War die A 100 wirklich so wichtig? Ihr Kollege Christian Ströbele spricht von einem "wichtigen Punkt, keinem Essential".

63, seit 2006 grüner Bürgermeister in Friedrichshain-Kreuzberg. Im Fall einer Zustimmung zur A 100 drohte er, die Grünen zu verlassen.

Meiner Ansicht nach war dieser Punkt unverhandelbar. Ich denke, die Wähler wollen, dass Versprechen auch nach Wahlen eingehalten werden. Es hätte der Partei das Genick gebrochen, hätten wir hier nachgegeben. Ich habe zuletzt viele, viele Stimmen im Bezirk gehört, die gesagt haben: "Wenn ihr bei der A 100 umfallt, haben wir euch das letzte Mal gewählt!" Das habe ich in dieser Intensität in den letzten 20 Jahren nicht erlebt.

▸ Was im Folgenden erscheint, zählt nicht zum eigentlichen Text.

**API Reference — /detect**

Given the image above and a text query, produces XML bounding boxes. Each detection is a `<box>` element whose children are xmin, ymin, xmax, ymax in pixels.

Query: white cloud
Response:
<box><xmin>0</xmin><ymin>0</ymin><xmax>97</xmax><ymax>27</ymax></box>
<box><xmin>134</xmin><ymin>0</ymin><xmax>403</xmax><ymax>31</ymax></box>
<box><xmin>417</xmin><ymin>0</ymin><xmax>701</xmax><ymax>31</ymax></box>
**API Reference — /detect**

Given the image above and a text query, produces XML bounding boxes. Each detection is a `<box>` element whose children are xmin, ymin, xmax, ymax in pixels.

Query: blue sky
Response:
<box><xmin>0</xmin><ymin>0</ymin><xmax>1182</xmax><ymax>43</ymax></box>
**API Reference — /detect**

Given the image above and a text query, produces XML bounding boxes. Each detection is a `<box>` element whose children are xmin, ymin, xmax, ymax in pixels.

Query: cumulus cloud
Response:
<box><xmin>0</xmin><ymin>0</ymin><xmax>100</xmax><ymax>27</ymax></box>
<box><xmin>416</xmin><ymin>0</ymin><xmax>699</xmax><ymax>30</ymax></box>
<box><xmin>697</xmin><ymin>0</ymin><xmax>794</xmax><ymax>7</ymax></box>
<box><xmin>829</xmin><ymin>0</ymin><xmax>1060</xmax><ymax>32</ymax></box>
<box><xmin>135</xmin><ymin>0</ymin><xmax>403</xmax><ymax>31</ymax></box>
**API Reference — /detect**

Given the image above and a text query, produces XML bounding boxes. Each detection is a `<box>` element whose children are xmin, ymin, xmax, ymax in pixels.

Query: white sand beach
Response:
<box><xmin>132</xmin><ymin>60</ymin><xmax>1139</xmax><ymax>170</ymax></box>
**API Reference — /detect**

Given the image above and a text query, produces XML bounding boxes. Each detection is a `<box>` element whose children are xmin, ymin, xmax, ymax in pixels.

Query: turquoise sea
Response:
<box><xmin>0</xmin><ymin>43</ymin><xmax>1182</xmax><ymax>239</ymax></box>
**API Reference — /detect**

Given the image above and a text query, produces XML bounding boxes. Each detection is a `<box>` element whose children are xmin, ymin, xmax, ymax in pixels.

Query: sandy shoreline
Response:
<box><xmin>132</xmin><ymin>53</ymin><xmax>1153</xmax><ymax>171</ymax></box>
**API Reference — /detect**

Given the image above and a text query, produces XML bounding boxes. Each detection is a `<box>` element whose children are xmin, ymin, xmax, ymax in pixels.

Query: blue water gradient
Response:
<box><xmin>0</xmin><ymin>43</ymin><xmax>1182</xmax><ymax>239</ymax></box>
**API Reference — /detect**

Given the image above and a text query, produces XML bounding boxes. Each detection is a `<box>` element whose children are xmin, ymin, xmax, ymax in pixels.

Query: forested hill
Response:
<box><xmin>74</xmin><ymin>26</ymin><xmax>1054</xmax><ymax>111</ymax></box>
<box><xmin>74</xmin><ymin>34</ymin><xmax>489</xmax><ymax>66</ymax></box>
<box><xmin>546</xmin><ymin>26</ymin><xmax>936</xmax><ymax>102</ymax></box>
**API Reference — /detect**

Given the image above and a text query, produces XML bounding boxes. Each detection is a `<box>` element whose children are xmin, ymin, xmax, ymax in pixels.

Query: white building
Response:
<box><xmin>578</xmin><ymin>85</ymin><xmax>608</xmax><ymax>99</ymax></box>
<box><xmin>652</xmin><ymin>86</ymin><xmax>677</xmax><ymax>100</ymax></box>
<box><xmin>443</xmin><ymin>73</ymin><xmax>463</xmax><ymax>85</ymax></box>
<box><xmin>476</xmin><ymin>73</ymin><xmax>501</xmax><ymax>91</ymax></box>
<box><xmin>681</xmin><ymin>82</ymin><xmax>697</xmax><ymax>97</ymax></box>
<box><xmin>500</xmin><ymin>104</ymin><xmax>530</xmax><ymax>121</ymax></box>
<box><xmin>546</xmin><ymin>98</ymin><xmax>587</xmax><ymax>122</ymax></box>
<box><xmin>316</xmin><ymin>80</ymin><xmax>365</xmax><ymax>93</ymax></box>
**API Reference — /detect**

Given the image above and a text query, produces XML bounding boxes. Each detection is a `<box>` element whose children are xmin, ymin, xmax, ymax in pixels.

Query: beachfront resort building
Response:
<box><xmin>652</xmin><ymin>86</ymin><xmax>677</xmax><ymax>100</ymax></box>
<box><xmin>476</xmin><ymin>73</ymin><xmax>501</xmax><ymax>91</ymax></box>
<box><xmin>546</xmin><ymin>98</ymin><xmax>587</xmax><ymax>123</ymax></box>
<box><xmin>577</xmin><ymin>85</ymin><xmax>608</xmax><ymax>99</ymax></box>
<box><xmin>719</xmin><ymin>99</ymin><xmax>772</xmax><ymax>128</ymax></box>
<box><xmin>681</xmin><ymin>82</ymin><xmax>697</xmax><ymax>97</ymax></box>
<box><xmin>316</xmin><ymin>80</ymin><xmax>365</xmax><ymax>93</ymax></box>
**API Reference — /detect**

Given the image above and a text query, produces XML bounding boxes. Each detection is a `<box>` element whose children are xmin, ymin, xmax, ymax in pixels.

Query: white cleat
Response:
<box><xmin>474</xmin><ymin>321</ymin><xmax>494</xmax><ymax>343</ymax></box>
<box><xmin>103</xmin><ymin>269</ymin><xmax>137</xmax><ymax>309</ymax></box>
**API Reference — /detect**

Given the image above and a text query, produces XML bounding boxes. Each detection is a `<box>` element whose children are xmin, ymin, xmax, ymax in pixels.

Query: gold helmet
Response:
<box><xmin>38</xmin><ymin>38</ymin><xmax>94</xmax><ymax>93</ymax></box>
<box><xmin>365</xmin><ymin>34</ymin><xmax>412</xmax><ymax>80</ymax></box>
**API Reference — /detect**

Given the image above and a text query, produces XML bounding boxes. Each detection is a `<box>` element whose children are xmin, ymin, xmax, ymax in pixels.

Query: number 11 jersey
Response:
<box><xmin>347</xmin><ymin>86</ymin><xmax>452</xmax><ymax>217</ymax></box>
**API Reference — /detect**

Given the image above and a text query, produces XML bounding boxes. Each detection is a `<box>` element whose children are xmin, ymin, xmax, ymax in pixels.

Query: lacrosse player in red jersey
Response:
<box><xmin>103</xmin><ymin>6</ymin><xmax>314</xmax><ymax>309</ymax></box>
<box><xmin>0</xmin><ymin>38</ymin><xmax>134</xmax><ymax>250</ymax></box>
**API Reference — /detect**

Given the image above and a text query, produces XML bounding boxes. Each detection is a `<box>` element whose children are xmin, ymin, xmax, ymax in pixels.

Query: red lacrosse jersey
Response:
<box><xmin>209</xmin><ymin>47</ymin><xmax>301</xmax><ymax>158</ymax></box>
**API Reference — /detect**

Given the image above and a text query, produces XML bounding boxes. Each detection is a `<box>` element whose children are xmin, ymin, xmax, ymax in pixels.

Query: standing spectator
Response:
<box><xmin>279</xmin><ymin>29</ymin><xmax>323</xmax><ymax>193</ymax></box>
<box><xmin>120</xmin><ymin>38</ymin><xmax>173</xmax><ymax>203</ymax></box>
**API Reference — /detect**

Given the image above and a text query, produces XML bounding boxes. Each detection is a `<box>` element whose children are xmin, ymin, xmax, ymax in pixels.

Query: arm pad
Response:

Jetzt kommt die A 100 trotzdem. Und Rot-Schwarz obendrauf.

Ob die A 100 kommt, wollen wir erst mal sehen. Es gibt ja weder Gelder im Bundeshaushalt, noch ist klar, wie die Verkehrspolitik nach der Bundestagswahl 2013 aussieht. Und die Grünen werden auch in der Opposition weiter mit den Bürgerinitiativen gegen den Weiterbau kämpfen.

Wäre das nicht absurd: Rot-Grün scheitert an einer A 100, die nie kommt?

Ebendeshalb hatte unsere Verhandlungskommission versucht, Zeit zu gewinnen in dieser Frage. Das ist misslungen.

Hat Ihr Parteiflügel, die linken Grünen, mit seinem kategorischen Nein zur A 100 und der Festlegung auf Rot-Grün vor der Wahl alles vermasselt?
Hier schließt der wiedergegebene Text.